First Posted: 8/21/2013
The tremendous growth in the airline industry that resulted from its full deregulation in 1985 was not unexpected. Alfred Kahn, an economist at Cornell University, predicted so in papers he wrote and in testimony he gave before Congress. He said if the Civil Aeronautics Board, (CAB), which had for many years regulated all aspects of the airline industry, were dismantled the public and the airlines themselves would benefit.
Kahn’s predictions came true. While there were causalities in deregulating the industry, such as Allegheny and Eastern Airlines, there were also tremendous benefits due to the entry of low-cost carriers like Southwest and Jet Blue. Deregulation resulted in the lowering of fares and a significant increase in the number of people able to fly.
Naysayers’ predictions that small airports, such as the ones that serve Wilkes-Barre, Pa., and Ithaca, N.Y., would be closed due to the lack of customers did not come true. Innovations, such as the hub-and-spoke system, where smaller regional carriers fly passengers to hub cities for transfer to big-city destinations evolved rapidly. Airline passenger counts doubled and then doubled again.
When asked if deregulation would result in the consolidation of airlines, Dr. Kahn suggested that the market would not allow that to happen. He also was quick to add, however, that the U.S. had passed a series of antitrust laws in the late 1890s that could be relied upon to protect consumers and smaller carriers alike from the vagaries of monopolies.
It has been quite a while since the dismantling of the CAB began in 1977 under Kahn’s chairmanship. The agency closed its doors for good in 1985 and full deregulation of the airline industry was in full swing. Many airlines have come and gone since then. The price of airline tickets have diminished significantly in real terms over the past 28 years and many more Americans are flying. Air travel is no longer a method of travel enjoyed only by the elite. It simply has become a mode of transportation for the masses.
Congress and the courts have therefore been standoffish about imposing restrictions on airlines, particularly in the case of mergers. However, the Department of Justice recently filed a lawsuit blocking the proposed $11 billion merger between US Airways and American Airlines, which is in bankruptcy. The reason: “the deal would hurt consumers and lead to higher airfares and fees,” the government is arguing. The merger, if successful, would create the world’s largest airline.
The federal government concluded that American Airlines and US Airways compete directly on thousands of routes, representing business worth tens of billions of dollars in annual revenue. The new combined airline, the lawsuit alleges, would result in higher fares and less service to many airports and regions of the country.
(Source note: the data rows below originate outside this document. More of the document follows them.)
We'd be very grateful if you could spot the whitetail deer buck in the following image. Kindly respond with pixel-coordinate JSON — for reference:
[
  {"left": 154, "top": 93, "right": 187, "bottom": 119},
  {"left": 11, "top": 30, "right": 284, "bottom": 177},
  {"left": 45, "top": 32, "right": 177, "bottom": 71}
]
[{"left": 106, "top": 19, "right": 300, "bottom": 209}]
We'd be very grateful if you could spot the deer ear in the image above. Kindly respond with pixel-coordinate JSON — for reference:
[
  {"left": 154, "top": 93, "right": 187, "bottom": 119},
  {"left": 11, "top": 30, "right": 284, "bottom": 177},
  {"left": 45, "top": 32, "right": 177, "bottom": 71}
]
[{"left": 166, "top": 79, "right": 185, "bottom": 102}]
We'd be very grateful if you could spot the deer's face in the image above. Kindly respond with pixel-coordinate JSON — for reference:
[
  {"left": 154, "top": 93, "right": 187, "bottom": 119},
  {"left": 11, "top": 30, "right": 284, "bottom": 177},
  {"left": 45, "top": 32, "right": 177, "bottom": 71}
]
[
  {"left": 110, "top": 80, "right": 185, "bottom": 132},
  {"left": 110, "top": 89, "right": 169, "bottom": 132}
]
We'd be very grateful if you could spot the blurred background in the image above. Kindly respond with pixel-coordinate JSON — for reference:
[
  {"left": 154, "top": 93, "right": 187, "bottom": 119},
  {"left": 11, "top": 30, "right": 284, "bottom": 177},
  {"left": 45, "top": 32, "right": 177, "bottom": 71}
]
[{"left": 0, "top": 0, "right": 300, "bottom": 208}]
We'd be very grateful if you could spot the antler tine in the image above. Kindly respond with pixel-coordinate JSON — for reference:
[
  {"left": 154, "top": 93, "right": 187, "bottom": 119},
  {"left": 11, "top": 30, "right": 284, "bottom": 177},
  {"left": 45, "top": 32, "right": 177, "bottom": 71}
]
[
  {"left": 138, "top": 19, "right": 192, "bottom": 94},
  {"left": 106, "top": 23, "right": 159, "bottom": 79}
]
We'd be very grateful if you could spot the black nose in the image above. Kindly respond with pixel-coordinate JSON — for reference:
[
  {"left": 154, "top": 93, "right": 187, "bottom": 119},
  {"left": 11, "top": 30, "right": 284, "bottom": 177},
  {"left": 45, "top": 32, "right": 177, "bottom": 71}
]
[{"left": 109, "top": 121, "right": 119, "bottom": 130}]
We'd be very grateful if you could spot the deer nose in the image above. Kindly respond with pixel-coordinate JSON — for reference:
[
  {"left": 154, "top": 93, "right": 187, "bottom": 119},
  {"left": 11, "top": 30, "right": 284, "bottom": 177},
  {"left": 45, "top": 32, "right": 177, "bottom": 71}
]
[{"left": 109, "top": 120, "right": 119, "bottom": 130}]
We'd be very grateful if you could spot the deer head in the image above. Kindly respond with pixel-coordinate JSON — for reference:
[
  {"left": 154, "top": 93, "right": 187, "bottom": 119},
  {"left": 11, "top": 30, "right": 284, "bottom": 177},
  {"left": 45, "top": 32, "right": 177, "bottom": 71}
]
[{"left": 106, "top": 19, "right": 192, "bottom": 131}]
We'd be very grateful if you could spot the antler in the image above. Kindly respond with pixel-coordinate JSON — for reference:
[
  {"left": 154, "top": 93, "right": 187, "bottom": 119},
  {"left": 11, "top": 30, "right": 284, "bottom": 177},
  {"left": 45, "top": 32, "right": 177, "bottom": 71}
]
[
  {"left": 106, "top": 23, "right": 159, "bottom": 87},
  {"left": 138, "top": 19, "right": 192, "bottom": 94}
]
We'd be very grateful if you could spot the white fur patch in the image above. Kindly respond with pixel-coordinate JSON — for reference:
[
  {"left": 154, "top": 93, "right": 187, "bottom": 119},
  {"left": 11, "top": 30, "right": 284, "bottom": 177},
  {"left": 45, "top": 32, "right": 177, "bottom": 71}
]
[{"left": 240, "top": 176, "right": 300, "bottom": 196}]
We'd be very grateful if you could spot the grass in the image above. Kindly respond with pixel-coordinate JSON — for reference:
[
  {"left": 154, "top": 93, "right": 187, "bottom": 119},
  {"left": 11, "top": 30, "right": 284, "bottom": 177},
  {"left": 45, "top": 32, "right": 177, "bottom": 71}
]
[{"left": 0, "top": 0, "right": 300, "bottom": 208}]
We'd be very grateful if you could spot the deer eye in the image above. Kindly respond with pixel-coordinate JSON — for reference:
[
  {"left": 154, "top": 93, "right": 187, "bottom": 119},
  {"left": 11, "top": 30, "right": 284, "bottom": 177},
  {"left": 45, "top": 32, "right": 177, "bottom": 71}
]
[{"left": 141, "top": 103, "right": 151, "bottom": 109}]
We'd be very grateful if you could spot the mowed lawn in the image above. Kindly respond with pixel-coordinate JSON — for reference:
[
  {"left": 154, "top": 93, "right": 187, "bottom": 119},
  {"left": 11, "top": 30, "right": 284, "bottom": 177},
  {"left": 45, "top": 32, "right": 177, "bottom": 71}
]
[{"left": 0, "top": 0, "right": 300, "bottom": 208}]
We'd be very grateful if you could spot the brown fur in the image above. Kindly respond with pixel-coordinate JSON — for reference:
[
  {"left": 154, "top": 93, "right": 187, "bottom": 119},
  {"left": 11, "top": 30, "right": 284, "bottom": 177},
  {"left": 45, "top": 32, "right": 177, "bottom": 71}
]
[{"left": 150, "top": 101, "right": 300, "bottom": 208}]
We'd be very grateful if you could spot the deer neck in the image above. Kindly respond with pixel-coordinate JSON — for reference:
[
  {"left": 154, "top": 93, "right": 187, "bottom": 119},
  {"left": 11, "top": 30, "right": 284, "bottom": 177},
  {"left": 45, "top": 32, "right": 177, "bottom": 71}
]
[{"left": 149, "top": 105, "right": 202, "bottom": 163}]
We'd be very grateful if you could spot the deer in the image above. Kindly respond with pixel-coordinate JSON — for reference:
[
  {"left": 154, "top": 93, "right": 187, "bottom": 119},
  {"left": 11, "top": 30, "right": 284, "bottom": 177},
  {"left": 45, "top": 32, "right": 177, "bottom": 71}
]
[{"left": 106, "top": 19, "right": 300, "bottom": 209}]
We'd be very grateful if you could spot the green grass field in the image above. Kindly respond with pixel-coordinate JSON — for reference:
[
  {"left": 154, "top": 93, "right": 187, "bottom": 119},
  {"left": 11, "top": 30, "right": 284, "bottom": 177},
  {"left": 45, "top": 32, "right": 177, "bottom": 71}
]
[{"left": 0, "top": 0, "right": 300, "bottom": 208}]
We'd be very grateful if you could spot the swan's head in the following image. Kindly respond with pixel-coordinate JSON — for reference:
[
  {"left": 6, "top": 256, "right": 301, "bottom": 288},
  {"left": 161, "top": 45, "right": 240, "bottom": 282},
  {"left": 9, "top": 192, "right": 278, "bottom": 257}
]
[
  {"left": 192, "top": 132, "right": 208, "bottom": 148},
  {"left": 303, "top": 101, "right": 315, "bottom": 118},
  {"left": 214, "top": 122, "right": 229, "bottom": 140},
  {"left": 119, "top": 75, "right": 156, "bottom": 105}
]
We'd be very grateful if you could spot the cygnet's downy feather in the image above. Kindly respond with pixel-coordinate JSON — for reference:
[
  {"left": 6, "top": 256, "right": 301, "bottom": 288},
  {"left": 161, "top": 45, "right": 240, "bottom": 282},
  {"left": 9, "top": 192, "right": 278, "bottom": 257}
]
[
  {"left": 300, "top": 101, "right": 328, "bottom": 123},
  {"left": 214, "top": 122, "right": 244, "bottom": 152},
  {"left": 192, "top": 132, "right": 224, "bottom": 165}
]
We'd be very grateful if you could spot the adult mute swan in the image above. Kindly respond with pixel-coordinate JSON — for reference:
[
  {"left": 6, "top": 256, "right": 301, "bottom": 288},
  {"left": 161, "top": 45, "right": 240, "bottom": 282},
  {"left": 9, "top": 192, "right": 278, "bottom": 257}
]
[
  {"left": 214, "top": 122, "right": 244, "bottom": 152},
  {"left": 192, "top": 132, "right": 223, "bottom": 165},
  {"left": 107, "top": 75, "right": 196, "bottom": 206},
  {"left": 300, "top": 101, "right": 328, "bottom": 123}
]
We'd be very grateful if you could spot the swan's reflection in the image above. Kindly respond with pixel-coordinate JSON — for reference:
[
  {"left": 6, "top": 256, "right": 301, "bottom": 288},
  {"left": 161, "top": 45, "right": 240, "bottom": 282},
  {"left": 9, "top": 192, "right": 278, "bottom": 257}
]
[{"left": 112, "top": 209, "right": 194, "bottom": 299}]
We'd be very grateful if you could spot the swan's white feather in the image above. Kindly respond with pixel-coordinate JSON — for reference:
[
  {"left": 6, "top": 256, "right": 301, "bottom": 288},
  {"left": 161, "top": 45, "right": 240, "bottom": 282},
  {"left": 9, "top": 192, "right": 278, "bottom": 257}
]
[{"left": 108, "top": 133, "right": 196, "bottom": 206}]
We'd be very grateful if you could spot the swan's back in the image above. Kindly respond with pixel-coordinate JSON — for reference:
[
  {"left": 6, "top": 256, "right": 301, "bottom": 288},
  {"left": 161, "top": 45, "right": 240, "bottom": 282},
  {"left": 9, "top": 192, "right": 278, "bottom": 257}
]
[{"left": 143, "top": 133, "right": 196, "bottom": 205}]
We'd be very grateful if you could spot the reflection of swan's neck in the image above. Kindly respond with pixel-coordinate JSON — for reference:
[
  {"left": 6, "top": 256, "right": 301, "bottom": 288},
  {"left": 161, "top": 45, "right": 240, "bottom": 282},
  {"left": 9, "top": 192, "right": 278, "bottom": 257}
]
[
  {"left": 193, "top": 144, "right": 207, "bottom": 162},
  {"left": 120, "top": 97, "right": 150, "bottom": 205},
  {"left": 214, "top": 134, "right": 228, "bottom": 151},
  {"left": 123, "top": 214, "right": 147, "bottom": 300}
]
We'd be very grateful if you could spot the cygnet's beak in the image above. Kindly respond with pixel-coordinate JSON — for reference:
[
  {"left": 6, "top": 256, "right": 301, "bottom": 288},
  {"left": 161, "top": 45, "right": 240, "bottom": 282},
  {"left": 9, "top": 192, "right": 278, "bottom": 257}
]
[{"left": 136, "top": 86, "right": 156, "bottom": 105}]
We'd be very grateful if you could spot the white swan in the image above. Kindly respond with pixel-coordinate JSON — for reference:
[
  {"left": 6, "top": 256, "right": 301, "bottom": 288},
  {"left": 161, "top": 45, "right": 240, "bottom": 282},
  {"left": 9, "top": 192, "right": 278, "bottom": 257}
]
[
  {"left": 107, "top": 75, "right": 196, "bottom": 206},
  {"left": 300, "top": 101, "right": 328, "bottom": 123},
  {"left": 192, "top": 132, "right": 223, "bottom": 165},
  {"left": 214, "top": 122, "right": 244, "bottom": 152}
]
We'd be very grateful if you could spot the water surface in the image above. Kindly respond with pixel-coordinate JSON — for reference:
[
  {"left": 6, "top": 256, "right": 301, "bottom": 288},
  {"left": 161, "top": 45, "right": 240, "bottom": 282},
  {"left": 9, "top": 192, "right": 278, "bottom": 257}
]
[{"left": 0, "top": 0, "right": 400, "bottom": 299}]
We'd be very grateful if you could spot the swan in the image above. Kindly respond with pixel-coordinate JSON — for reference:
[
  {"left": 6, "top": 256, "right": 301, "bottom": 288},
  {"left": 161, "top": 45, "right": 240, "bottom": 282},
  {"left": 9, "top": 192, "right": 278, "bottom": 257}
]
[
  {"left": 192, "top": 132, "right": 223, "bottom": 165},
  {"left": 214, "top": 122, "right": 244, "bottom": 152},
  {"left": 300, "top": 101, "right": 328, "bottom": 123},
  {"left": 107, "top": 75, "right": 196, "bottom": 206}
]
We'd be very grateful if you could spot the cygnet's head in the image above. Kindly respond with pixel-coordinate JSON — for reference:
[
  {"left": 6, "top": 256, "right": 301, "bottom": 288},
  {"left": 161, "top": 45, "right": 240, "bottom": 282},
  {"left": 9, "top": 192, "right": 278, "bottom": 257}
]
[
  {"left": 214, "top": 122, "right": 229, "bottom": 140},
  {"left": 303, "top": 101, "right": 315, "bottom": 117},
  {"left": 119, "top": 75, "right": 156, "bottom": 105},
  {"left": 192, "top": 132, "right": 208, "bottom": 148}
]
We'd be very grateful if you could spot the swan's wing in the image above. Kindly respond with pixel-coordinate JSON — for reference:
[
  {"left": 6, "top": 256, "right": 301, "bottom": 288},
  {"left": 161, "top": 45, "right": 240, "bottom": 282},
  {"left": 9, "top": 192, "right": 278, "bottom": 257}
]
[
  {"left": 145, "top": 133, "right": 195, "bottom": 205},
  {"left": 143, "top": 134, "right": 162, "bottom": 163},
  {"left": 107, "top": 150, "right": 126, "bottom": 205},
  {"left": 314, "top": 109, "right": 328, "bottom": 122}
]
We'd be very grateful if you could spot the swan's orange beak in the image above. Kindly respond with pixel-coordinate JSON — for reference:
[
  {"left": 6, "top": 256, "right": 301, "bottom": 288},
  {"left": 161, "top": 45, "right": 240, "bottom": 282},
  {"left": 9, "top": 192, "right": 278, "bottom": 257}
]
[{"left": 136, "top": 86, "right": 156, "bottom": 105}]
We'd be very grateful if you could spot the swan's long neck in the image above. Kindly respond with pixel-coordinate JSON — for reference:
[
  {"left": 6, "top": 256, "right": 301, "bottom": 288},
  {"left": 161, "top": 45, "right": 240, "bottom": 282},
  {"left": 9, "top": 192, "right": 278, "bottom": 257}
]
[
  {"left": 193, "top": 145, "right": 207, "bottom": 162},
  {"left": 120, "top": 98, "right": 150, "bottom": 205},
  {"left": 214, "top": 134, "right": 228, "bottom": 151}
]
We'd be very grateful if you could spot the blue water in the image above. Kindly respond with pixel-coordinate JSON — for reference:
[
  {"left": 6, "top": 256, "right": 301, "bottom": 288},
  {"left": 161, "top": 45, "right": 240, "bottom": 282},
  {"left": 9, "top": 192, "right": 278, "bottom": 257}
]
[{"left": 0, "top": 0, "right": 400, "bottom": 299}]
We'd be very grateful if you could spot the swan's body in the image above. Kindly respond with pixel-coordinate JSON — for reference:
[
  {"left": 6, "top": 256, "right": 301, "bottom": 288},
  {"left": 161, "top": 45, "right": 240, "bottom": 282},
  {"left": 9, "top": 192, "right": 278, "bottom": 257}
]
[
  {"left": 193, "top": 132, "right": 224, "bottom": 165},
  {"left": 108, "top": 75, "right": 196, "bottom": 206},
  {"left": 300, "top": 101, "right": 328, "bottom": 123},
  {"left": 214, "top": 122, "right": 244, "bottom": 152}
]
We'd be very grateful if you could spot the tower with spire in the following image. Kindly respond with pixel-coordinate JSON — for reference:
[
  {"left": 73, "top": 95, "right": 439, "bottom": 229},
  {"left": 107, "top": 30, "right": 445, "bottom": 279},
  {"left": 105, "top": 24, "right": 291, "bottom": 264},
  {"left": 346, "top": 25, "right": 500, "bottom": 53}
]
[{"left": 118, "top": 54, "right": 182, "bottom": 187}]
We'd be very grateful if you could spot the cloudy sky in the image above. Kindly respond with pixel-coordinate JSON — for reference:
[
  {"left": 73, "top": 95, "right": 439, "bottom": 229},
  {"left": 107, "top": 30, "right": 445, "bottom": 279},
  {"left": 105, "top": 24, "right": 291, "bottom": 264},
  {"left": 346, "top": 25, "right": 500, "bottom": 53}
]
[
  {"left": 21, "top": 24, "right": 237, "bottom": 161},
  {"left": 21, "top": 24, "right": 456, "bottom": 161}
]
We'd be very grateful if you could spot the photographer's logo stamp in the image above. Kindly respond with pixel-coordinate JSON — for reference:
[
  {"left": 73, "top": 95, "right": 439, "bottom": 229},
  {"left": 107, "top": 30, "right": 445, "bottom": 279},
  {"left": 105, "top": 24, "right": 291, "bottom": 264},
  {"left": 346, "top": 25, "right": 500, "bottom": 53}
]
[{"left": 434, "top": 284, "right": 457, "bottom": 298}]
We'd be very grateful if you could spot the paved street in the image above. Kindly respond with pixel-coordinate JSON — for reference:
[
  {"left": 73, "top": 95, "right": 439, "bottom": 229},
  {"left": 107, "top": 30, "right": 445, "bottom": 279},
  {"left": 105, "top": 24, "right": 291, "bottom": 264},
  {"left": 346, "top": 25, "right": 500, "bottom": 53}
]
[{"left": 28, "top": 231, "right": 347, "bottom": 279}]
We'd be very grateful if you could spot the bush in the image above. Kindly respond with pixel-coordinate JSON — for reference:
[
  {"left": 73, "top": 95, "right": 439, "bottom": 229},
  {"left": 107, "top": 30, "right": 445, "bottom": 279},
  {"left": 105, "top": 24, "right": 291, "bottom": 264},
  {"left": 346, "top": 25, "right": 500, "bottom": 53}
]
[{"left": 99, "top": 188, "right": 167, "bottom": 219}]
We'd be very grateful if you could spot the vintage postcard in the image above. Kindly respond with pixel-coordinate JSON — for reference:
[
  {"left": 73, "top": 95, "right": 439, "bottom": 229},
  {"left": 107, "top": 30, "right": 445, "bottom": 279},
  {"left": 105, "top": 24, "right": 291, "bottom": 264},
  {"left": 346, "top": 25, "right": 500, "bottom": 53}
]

The Government Accountability Office’s (GAO) June report boosted the Antitrust Division of the Department of Commerce’s case. The GAO’s study said the new merged airline would be the sole carrier on seven of 12 routes in which competition currently exists.
It does not seem coincidental that the Justice Department, whose employees live mostly in-and-around Washington, D.C., and therefore would be hit the hardest by the proposed merger, filed the suit. The proposed mega airline would become the dominant carrier at Reagan National Airport and would control 69 percent of the landing slots in our nation’s capital. Remember, it was our Congressmen and Congresswomen, who as a group probably fly more than any other in the country, that recently amended the sequester legislation to assure that the furloughing of TSA gate inspectors would not hamper them and the traveling public in airports.
Regardless of the impetus for the decision, American consumers received good news when federal Judge Sean Lane told lawyers for American Airlines he will not approve the company’s planned merger with US Airways without seriously considering the merits of the government’s case.
The decision offers some hope that airfares will not rise significantly due to the lack of competition and that other annoying fees placed on the traveling public by the airlines will be somewhat mitigated.
There’s no doubt Kahn was correct. Left somewhat to its own devices, the market will create the optimal schedules and prices for airline passengers. Without some oversight directed at containing the tendency toward over consolidation, however, the airline industry will behave like other concentrated industries in the past. In the end, limited competition equals higher prices and fewer services.
- Michael A. MacDowell is a former economics professor, retired president of Misericordia University in Dallas, Pa., and managing director of the Calvin K. Kazanjian Economics Foundation. He is a resident of Harveys Lake, Pa.